My name's Will and I'm a social alcoholic. It's been four months, 12 days and 16 hours since my last drink.
This was the sort of weekend that booze was invented for. Sadly, my abstemiousness leaves me feeling empty and dissatisfied.
I used to hate the 'boom and bust' cycle of the social alcoholic - constantly recovering from one session or building myself up to the next. Now I miss those peaks and troughs of physical and emotional wellbeing. Because without them life is just, well, flat.
It all started on Thursday night. The show on Radio City went pretty well. Yes, my tongue turned to sandpaper during the intro and I sounded more nervous than a peachy buttocked schoolboy on his first day at Eton. Yes, my very first caller was a crank who claimed to have lost a foot while out drinking (Genuine quote: "I don't what happened because I was unconscious, but I'm told they had hacksaws"). And, yes, I may have asked an alcoholic caller if she named her son Jack after Jack Daniels.
However, for a first time, it went well and by midnight I was buzzing. I had a thirst that only an ice cold lager and whisky chaser could quench. I would have loved nothing more than to head straight to Concert Square and neck booze until the pounding in my chest reduced to a manageable rate. I wasn't asking for the resting heart rate of an Olympian cross-country skier. Even a middle-aged man flicking through Freeman's catalogue underwear section would have sufficed. Anything other than novice clubber about to become latest victim of deadly dance drug Ecstasy.
Alas, all I could do to come down from my showbiz-induced high was drive home via a ridiculously circuitous route then eat Hula Hoops and watch crappy cable TV until my body was satisfied that my 15 minutes of fame had come to an end.
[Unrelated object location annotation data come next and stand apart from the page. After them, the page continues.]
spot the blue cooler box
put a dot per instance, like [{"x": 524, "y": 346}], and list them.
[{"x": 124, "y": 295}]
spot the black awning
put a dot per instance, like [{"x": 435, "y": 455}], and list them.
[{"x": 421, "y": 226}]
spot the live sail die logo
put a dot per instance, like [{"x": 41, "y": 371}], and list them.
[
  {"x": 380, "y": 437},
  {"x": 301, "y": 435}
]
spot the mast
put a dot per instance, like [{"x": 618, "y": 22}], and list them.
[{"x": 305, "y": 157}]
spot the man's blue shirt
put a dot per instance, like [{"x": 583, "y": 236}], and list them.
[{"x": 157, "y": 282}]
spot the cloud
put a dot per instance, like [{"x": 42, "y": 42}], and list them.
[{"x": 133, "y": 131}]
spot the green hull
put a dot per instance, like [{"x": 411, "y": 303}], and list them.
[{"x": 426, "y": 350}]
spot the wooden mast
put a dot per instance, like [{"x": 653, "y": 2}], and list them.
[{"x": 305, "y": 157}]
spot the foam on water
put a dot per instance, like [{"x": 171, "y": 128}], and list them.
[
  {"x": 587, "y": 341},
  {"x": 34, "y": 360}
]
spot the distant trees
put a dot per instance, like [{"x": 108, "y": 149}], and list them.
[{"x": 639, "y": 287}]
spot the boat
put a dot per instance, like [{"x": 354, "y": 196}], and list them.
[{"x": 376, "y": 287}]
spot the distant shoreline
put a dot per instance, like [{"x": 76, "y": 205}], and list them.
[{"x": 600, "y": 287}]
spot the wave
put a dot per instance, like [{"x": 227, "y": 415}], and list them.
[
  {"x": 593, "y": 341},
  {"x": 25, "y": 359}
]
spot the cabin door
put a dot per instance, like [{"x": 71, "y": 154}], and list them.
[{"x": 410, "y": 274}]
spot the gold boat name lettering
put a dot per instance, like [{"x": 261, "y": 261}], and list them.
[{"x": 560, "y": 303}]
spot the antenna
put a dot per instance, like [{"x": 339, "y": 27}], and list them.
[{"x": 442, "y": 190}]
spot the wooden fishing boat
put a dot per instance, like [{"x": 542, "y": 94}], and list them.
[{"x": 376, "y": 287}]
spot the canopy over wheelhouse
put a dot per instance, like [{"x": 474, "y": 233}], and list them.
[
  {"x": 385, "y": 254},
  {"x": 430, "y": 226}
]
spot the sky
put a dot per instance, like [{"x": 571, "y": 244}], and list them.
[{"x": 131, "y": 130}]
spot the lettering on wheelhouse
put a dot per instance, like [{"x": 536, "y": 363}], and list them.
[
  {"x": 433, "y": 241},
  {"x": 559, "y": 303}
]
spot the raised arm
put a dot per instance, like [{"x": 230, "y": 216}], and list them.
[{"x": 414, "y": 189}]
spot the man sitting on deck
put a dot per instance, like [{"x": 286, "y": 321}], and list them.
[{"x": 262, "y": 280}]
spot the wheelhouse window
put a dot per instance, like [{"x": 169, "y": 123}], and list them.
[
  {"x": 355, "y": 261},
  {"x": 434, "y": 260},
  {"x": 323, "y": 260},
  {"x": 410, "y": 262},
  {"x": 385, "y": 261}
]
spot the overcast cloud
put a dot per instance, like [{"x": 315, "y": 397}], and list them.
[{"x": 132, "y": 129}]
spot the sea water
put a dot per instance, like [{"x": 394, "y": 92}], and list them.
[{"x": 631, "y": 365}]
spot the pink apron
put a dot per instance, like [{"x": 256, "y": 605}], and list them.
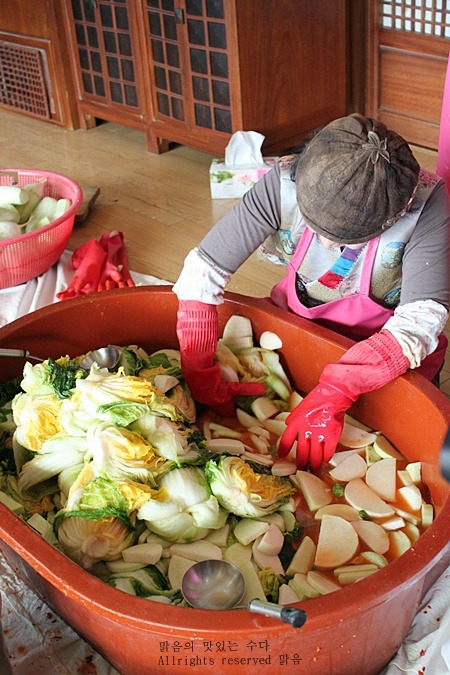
[{"x": 356, "y": 316}]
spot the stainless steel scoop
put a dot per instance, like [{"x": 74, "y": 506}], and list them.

By Friday night I was utterly knackered but keen to discuss the strong and weak points of my performance with my Liverpool-based mates. They had all promised to listen to the show, and even to call in if it sounded like I had failed to prompt any genuine callers. The thought of them gathered around the wireless, like some kind of disfunctional family from the 1930s, had given me strength while I sat in that lonely tower high above the city.
How very naive.
Not one of them listened. They went to the pub instead.
Gary, to his credit, did try to Sky Plus it. It didn't work.
Instead, on both Friday and Saturday nights, they expected me to give a blow-by-blow account of the show. A private broadcast, if you like, for people too grand to listen to the radio with Joe Public.
Not that I minded. It's nice to be the centre of attention. But on both nights, as I told the various anecdotes, I couldn't help but feel that such nights are best accompanied by booze. As my throat got sorer, and the rain outside grew heavier, it seemed like the perfect time for a proper booze up. For endless pints, and fancy dinner plans replaced by apologetic phone calls and bags of peanuts, and complicated round systems which mean you are forced to stay in the pub until closing.
When you feel like that, a fresh orange juice and soda water doesn't cut it. I went home early both nights (Coffee House on Friday, Penny Lane Wine Bar on Saturday) and have spent the entire weekend in a fug of mild depression.
I guess all I can do is chalk it down as a glum weekend, pick my chin up, and carry on.
Next weekend will be very different. Gary, Gregg and I are off to Spain to play golf at a fancy resort. I will then be the designated driver as we head to Puerto Banus to mingle with the jet set. I imagine it will be many things, but dull is not one of them.
Wish me luck.
PS. Watched Brokeback Mountain yesterday, which is basically a film about self-denial and an intense, aching, yearning for something you tell yourself you can't have. I know how they feel.
PPS. Just to make it clear, I'm yearning for booze. Not for some rootin' tootin' cowboy lovin.